Blah day

I took my parents to the airport this morning so they could visit my bro in Europe. It wasn't our local airport, it was the one in Edinburgh and this is a weekend of the Royal Highland Show so the traffic was backed up something horrendous. I thought that the airport traffic was on the outside lane, but I miscalculated and laned up too soon so missed the turning. I couldn't change lanes to turn off because the inner lane was nose to tail. ::sigh:: So we had to drive miles up the motorway until I could get off it in order to turn back and hit the tail backs big time. My mum sighed and tutted her way most of the way through the tail back, muttering from time to time how there was no way we were ever going to make it, and what was the point, etc. Stressed? No, not much. :rolleyes:
As it was, we DID make it and they got off OK. The kids were great and didn't make a fuss at any point during all this. I got them some crisps (chips) as a treat at the next service station to say "thank you". On the way back we stopped off at a shop to get a present for Angus' nursery friend's birthday party.
When we got back I barely had time to make lunch, wrap the present and write the card before we set off for the party.

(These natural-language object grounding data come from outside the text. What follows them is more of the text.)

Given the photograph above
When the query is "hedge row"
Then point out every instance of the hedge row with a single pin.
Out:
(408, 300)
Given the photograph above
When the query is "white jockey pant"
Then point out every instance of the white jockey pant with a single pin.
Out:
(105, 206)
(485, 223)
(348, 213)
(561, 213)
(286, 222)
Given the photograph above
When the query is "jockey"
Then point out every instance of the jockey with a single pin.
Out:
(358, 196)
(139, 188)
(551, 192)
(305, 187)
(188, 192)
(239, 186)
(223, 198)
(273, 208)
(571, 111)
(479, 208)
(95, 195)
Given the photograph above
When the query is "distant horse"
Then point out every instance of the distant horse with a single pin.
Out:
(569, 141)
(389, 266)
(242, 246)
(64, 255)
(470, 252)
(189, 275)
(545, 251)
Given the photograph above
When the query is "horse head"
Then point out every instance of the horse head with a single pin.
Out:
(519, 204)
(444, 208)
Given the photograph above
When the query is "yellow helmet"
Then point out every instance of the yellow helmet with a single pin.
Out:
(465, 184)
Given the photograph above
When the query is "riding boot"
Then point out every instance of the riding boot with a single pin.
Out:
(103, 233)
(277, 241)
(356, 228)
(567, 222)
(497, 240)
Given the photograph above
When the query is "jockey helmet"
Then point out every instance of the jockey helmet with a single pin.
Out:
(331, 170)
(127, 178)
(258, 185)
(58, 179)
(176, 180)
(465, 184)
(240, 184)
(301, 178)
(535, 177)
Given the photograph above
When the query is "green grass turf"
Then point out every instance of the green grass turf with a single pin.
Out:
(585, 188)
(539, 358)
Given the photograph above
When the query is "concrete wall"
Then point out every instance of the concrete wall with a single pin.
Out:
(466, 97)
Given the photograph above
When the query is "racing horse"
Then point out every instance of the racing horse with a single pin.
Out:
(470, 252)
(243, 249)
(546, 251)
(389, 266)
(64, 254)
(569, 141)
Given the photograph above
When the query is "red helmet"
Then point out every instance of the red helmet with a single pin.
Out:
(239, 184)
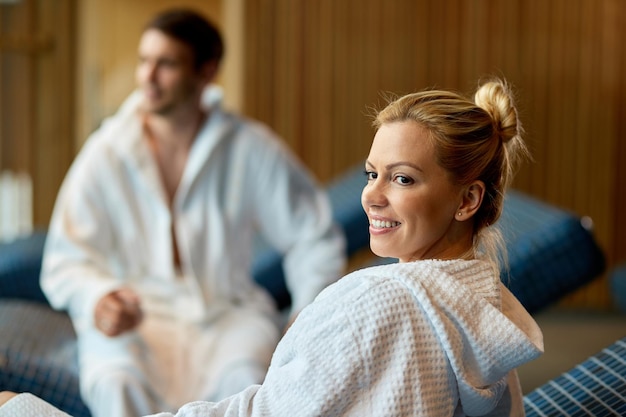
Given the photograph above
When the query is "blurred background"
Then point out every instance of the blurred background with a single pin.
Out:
(314, 69)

The party was well organised and Angus was OK, just quiet and subdued as he always is when there are a lot of people about. I felt like a fish out of water since I only knew about 2 people there, and not very well at that. I smiled and tried to make small talk, but I just don't know what to say to people these days. Small talk feels just like "small" talk, and not really worth the bother, and the other things I would prefer to talk about, I doubt people really want to hear. Chatting about possible trips for life-changing surgery are interesting, but only if delivered in that happy, optimistic way that tabloid newspapers and low-brow magazines tend to do. I can't talk about it that way because I am scared about whether we'll get funding for the op AND travel. I'm scared about the travel arrangements. I'm scared about the actual travelling. I'm scared that we'll get it all organised and then he'll get ill the day before we're about to go. I'm scared that the tests will show he's unsuitable for surgery. Most of all I'm scared that the surgery goes wrong or that he gets an infection afterwards.

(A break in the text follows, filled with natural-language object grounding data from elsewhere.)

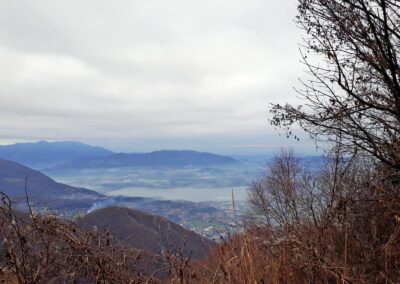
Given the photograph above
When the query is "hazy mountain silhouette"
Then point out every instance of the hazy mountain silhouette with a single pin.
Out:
(149, 232)
(41, 188)
(164, 158)
(45, 154)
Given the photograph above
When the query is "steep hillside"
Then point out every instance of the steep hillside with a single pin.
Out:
(148, 232)
(41, 188)
(46, 154)
(165, 158)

So, while all these thoughts are milling about in my mind, I'm also looking at all these mothers tottering about on high-heeled shoes, in close fitting hipster jeans and designer tops, with their clear skins and well-coiffed hair. I'm feeling like a tired, wrung out frump in my baggy trousers, walking sandals, t-shirt, unmade-up face, and braided hair with lots of wisps sticking out all over my head. Normally I don't care what I look like because I have more important things to occupy me, but today I felt like crap and looked it. Normally I look at women who take really good care of themselves and convince myself that they must be frivolous and not have much else to take up their time (I know this isn't true, it just helps me not care so much!), but today that just wasn't cutting muster. I don't know what they thought of me. Probably a combination of pity and "I don't know how she manages...". I just felt like I had nothing in common with these women. My feeling of being different wasn't helped by a kid asking me "What's wrong with Angus?" I knew I felt different just because of our situation, so I dread to think how Angus is going to feel when he eventually understands that he is very different from everyone else. Normally I'm not really affected by that sort of thing, but today, my defences were low and it hit home. Angus saved me by telling me he was tired and that he wanted to go home; I didn't try and deter him.

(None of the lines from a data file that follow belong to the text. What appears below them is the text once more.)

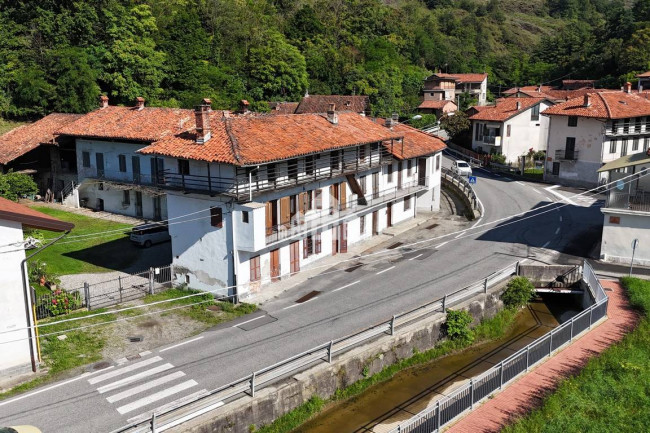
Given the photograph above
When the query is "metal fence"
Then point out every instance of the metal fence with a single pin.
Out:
(482, 386)
(127, 287)
(323, 353)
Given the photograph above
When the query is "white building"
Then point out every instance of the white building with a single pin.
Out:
(19, 351)
(627, 211)
(511, 128)
(588, 131)
(267, 195)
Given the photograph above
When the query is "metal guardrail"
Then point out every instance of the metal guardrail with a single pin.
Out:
(323, 353)
(484, 385)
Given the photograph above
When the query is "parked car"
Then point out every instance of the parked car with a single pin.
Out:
(462, 168)
(148, 234)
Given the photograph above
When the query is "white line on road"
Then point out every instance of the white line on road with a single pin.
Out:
(83, 376)
(155, 397)
(123, 370)
(180, 344)
(145, 386)
(134, 378)
(248, 321)
(385, 270)
(346, 286)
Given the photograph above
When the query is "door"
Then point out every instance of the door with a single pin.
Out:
(294, 257)
(138, 204)
(99, 159)
(422, 171)
(275, 265)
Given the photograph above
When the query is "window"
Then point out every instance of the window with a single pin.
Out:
(256, 273)
(183, 167)
(270, 173)
(534, 113)
(216, 217)
(85, 156)
(122, 163)
(612, 146)
(407, 202)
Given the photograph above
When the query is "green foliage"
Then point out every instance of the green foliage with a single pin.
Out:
(457, 326)
(16, 185)
(518, 293)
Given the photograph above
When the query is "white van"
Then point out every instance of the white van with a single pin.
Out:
(148, 234)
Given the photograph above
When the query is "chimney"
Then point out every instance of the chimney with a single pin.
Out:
(202, 113)
(332, 117)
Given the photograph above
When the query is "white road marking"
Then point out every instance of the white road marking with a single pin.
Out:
(346, 286)
(248, 321)
(83, 376)
(180, 344)
(123, 370)
(145, 386)
(157, 396)
(134, 378)
(385, 270)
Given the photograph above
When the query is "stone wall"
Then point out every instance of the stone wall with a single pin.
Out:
(324, 379)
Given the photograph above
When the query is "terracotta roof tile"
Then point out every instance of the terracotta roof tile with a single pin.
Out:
(29, 217)
(612, 104)
(506, 108)
(21, 140)
(260, 139)
(129, 123)
(320, 103)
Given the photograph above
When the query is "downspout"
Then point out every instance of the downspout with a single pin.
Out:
(28, 299)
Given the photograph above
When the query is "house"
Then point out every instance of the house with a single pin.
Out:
(19, 351)
(511, 127)
(31, 149)
(271, 194)
(447, 87)
(627, 210)
(586, 132)
(112, 176)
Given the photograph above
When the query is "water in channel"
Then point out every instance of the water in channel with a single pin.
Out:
(381, 407)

When I got home I put Angus on the sofa for a nap and he zonked really quickly. I went for a lie down too, knowing that I'd wake in a heart beat if I heard his vent alarm going off. I managed to get about 2 hours sleep which was much needed. I've let myself get over-tired due to going to bed far too late in order to get some time to myself. All this low level sleep deprivation has finally caught up with me and it's brought me down. I'm feeling the familiar tuggings of depression pulling my spirit down, which is entirely my own fault for not looking after myself better. I don't know how on earth I managed when he was in hospital with working and daily evening visits until it was time for home and bed. I know we've never had it as bad as some families - we've got loads of support and normally I'm so grateful and happy for how good our situation is compared to how it could have been, but today the wall has caved in and I'm feeling it all a bit much.
I don't deliberately quash my difficult emotions, but I think my brain has been good at doing that automatically. Every so often though, the pressure builds up and needs to be released. Today was Pressure Release Day. I've actually cried today, which is something I haven't done in ages. I think there is more to come. I think it's related to lots of things being on the horizon which may alter the status quo considerably. I don't have much reserve for change, and get quite stressed about it, in a quiet and introverted way. I think having my parents here has softened me too since they bring out some of my vulnerability.
There are some good things happening just now too. Columbus Children's wants to see Angus for tests and a consultation. They said that they hope this can take place in the latter part of July or start of August. I doubt that the NHS will agree funding within that timeframe, but Angus' consultant is doing all he can to poke the relevant people on the Board to achieve that. Everything is out of my hands at the moment and that may be contributing to how I feel too - I don't like being completely out of control and having to rely on others for important things in my life. Jeez, you'd think I'd be used to that after tha past 4 years, hey?!